Si el Lector es de esas infrecuentes personas que ha seguido con fiel paciencia estas Columnas, ha de recordar que hace algunos años me refería yo a los “tiempos revueltos”, aludiendo a esos períodos de la Historia en que pareciera que todo es inestable y movedizo. Se trata de esas etapas de muchos cambios, sustanciales, que insuflan esperanzas a algunos, pero a la vez inquietan a otros. La vida es cambio, decía alguien. La vida es movimiento. No obstante, cuando esos ajetreos se concentran en lapsos breves, nos inquietan y perturban mucho más. Y el Lector, sin duda alguna, habrá percibido que estos últimos 5 años hemos tenido tal densidad de cambios, que hasta el más mesurado se aflige. Desde las tormentosas movilizaciones sociales, pasando por los fracasados procesos constituyentes y arribando a las vibraciones del celular de Hermosilla, los cambios y las inquietudes no han parado.
Cuando los procesos de cambio social tienen un horizonte más o menos previsible, cuando la sociedad sabe con mediana certeza cuál es la dirección del cambio, la inquietud que estas mudanzas provocan tienden a moderarse. Si sabemos cuál ha de ser la estación a la que arribaremos, el trayecto no será muy angustioso. El problema, ya lo habrá descifrado el Lector, es que algunas veces no está clara la dirección de los cambios. Peor aún, a veces ni siquiera hay certeza de la magnitud ni de la profundidad de estas reformas. Y esa es, precisamente, la situación en que hemos deambulado estos últimos años.
Hace 5 años, casi exactos, comenzamos esta suerte de vórtice transformador. A los sobresaltos de la efervescencia social de octubre de 2019, esas semanas en que se mezclaron, sin pauta clara, las legítimas demandas ciudadanas (el desencanto de la “trampa de los ingresos medios” a que me refería la semana pasada) con el oportunismo anarquista y el aprovechamiento delictual, siguió la angustiada, temerosa y errada respuesta del establishment político: había que cambiar la institucionalidad. Y en eso estuvimos, con el alma en vilo, durante más de 4 años. Ese cuatrienio tumultuoso, todavía fresco en la memoria, nos hizo oscilar más que muchos de nuestros terremotos. Pasamos del querer refundar Chile, “hay que cambiarlo todo” decían, a negarse con igual fervor reaccionario a cualquier cambio institucional. Al final, los ímpetus transformadores fueron tantos, que el cambio dibujó un giro de 360° y nos dejó donde partimos. Pero la inquietud no cesó. Más bien cambió de foco y adoptó la fea cara de la corrupción.

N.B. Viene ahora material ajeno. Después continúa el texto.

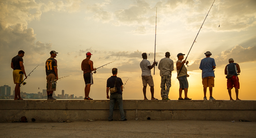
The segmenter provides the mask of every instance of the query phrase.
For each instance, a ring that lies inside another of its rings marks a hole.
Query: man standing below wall
[[[46,88],[48,100],[56,100],[53,97],[54,91],[56,90],[56,81],[58,80],[58,69],[57,68],[57,60],[54,58],[57,56],[57,52],[53,50],[50,52],[51,57],[45,62],[45,71],[46,72],[46,80],[47,83]]]
[[[231,89],[235,87],[236,92],[236,100],[241,100],[238,98],[238,89],[240,88],[239,83],[239,79],[237,76],[237,73],[241,72],[239,65],[234,63],[233,59],[229,60],[229,64],[225,67],[225,74],[227,75],[226,78],[227,78],[227,89],[230,95],[230,100],[234,100],[231,96]]]
[[[210,91],[209,100],[215,100],[212,97],[212,87],[214,87],[214,70],[216,68],[215,60],[213,58],[210,57],[211,53],[207,51],[204,53],[206,57],[201,60],[199,68],[202,71],[202,83],[203,87],[203,100],[207,100],[206,97],[206,91],[207,87],[209,87]]]
[[[176,62],[176,67],[177,69],[177,78],[180,82],[180,89],[179,89],[179,97],[178,100],[191,100],[188,97],[188,82],[187,77],[189,77],[188,75],[188,70],[184,65],[184,63],[186,63],[186,60],[184,60],[182,61],[184,59],[184,56],[185,54],[182,53],[178,53],[177,55],[178,57],[178,60]],[[182,66],[183,65],[183,66]],[[181,68],[181,67],[182,68]],[[180,71],[181,73],[180,73]],[[181,97],[182,94],[182,90],[184,90],[184,93],[185,94],[185,97],[184,99]]]
[[[107,99],[109,99],[109,91],[110,88],[115,87],[117,91],[115,93],[111,93],[110,92],[110,101],[109,102],[109,121],[113,120],[113,111],[116,102],[118,104],[119,112],[121,116],[121,121],[127,120],[124,116],[124,112],[123,108],[123,82],[121,78],[117,77],[117,69],[113,68],[112,69],[113,76],[108,78],[107,80]]]
[[[83,71],[83,79],[85,82],[84,93],[85,97],[84,100],[93,100],[89,97],[89,93],[90,90],[90,86],[93,84],[92,73],[91,71],[96,71],[96,68],[93,67],[93,62],[90,60],[92,55],[90,52],[86,53],[86,59],[82,62],[82,70]]]
[[[15,84],[14,100],[23,100],[20,96],[20,83],[23,81],[23,74],[26,78],[27,77],[22,58],[24,55],[25,52],[23,50],[20,50],[18,52],[18,55],[11,59],[11,67],[13,69],[12,75],[14,84]]]
[[[154,67],[154,66],[156,64],[156,62],[153,63],[151,65],[149,61],[147,60],[147,56],[146,53],[143,53],[141,55],[143,60],[141,61],[139,65],[141,68],[142,74],[141,78],[142,78],[142,83],[143,84],[143,94],[144,94],[144,100],[148,100],[146,95],[146,90],[147,86],[148,85],[150,86],[150,92],[151,92],[151,100],[158,100],[158,99],[155,98],[154,97],[154,81],[153,77],[151,75],[151,70]]]
[[[161,76],[161,88],[162,100],[170,100],[170,99],[168,98],[168,95],[170,87],[171,86],[172,71],[174,70],[173,61],[170,59],[170,53],[168,52],[166,52],[166,57],[161,60],[158,66],[158,69],[160,71],[160,76]]]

¿Se acuerda el Lector de los Convenios y las subvenciones? Pareciera que la proverbial mala memoria nacional se conjugó con variados voladores de luces que lograron disipar, mágicamente, la justa indignación por aquellas desvergüenzas montadas en fundaciones. Y de aquellos casos nunca más se supo, a excepción de unas compras de lencería que sirvieron para cebar el morbo, adormecer la crítica y calmar la inquietud. Por unos meses. Porque luego llegó Hermosilla y su IPhone 14. ¿Conoce Ud. algún celular con mayor capacidad de almacenamiento que este? No me refiero a los gigas ni a los teras de su memoria. Hablo de la prodigiosa capacidad que encerraba el mentado aparato, cuyo contenido destituye jueces supremos, zamarrea a antiguos coroneles de derecha, deja a la intemperie a numerosos fiscales y mantiene en un silencio sugestivo a connotados prohombre (y mujeres) de la política. Todo, salido de las entrañas de un aparato más pequeño que la caja que tenía Pandora. Hoy se habla, con convicción digna de mejores empeños, de la conveniencia de rehacer la estructura de la justicia. Nombramiento de jueces, controles y vigilancias de los mismos, garantías de pureza y utopías semejantes. Antes, hace un par de años, se hablaba de rehacer el esquema institucional de las policías y demás cuerpos armados, acordonando su rol frente a la ciudadanía. También hace poco se impulsaba la idea de achicar el Congreso, cuyos numerosos integrantes se entorpecen, aparecen y se pierden con frecuencia.
Se propone, más bien se advierte y amenaza, efectuar numerosos cambios que, al final, quedan en nada o poco menos. Es que, en el Chile de estos últimos años, pareciera que evoluciones, revoluciones y vaivenes, excepto el zarandeo y la inquietud, dejan todo más o menos como estaba. Por eso, más que el frenesí de las sacudidas intempestivas de estos tiempos revueltos, somos muchos los añoramos los tiempos calmos. Y que vuelvan los lentos.